Joseph McConellogue is managing director of Reprise Media, a search engine marketing agency within IPG Mediabrands – the media innovation arm of the Interpublic Group.
Mobile marketing has become a $40 billion market in the U.S., according to a recent report from Custora, up from $2 billion in 2010. (I’ll save you the math, that’s a compound annual growth rate of 111%.) However, you’re likely not surprised to hear how underdeveloped mobile commerce is up north.
The numbers we see every day paint an underwhelming picture for Canada. We have witnessed firsthand mobile search queries surge far beyond projections, yet even a brief search shows that very few Canadian companies actually offer e-commerce on their websites, and when they do it’s not a particularly good experience. The website may have been up for a long time but not updated, let alone optimized for mobile.
Mobile searches speak volumes. Not only do the words tell us what customers are searching for, but the time, location and device tell us how they want it. Once you see it this way, mobile commerce is a no-brainer. There are tens of millions of people searching for product information on mobile and they are all saying the same thing: I am ready to buy right now, so long as it’s on my terms, on my device.
So why isn’t Team Canada doing better? A lot comes down to investment in infrastructure. Too often, IT departments are bogged down putting out fires, dealing with CRM systems, and the broader infrastructure that keeps a company running.
These teams are strapped for time and that creates roadblocks. To get past them, retailers must invest to create dedicated web teams focused on e-commerce to make it work especially in mobile.
Without question, it’s a significant outlay to make mobile e-commerce work, but if you’re one of the larger advertisers in the country, it’s something that must happen. For the average big box retailer, setup and maintenance expenses for a solid mobile e-commerce website could run in excess of $500,000 per year, which seems high. But compared to opening and maintaining a new store – which can easily top $10,000,000 – it seems like a no brainer.
The website is a storefront and should be treated as such. Retailers are consulting with their shopper marketing agencies on a daily basis and making tweaks to their stores. If they were to make the same sort of investment and effort online, they would see huge returns.
What’s more, they can do this with mountains of data at their disposal. Mobile commerce is a science for retailers like Amazon. Retailers large and small should be taking the same approach.
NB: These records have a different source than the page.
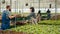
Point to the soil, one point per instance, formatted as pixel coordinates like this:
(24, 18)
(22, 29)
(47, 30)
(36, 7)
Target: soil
(11, 32)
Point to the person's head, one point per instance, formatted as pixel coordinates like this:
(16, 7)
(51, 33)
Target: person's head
(32, 9)
(8, 7)
(48, 10)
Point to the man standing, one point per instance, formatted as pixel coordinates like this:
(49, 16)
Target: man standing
(6, 18)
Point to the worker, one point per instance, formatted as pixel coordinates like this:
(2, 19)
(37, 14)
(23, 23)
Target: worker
(6, 16)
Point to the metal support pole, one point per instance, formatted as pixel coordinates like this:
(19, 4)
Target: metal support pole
(39, 4)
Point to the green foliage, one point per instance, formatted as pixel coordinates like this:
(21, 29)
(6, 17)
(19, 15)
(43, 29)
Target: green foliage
(39, 29)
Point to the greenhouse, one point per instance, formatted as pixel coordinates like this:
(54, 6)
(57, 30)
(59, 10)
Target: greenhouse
(29, 16)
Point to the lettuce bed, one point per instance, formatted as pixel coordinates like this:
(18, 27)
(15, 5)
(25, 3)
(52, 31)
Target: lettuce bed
(38, 29)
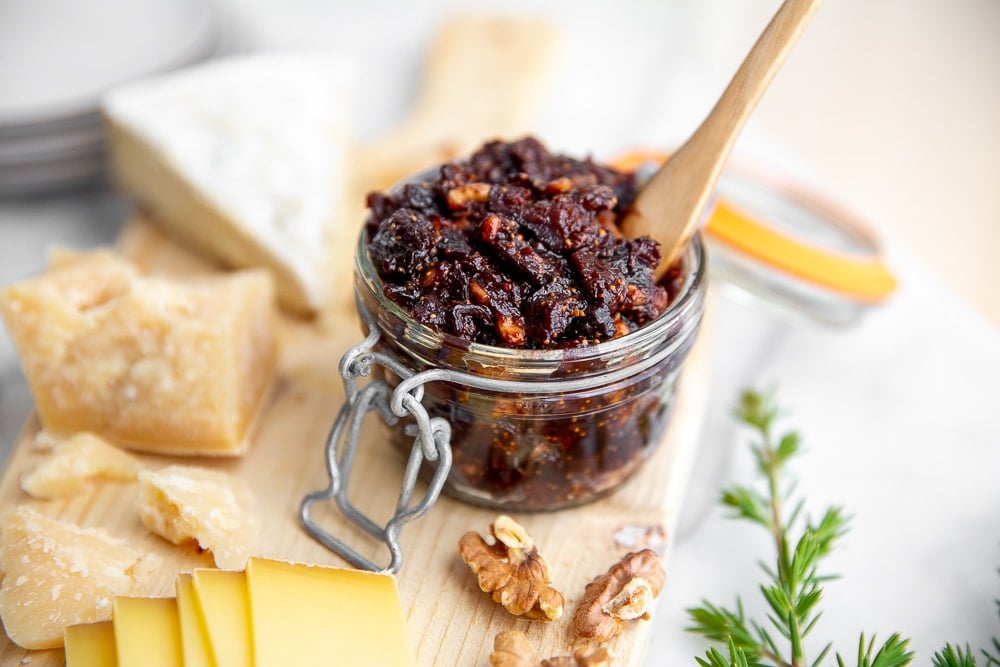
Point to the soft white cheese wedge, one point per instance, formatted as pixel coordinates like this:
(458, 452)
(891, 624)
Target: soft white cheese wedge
(244, 158)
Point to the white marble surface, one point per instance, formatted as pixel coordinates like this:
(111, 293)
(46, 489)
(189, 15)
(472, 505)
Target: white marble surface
(898, 413)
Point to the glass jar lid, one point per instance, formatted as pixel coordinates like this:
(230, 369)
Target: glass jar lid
(788, 248)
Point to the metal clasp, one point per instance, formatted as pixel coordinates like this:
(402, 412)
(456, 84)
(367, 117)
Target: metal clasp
(432, 436)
But there’s one piece of data all Canadian retailers need to consider. Smartphone traffic has traditionally been perceived as incremental traffic. That’s not the case anymore. Desktop traffic has plateaued and will decrease significantly over the next few years, while mobile usage is on the up.
Today, the conversion rate using a mobile phone is about one third that of desktop computer users. The tide is turning quickly. If mobile traffic is cannibalizing desktop traffic and converting at only a third of the rate, that represents a major business problem.
Two-thirds will continue to shift over to mobile. It’s only a matter of time. Mobile has already changed from a luxury few can afford to a staple no one can operate without.
Few can doubt this means Canada must raise its game and invest in mobile. But I for one won’t be happy until e-commerce is up there with manners and hockey as things we do better than America.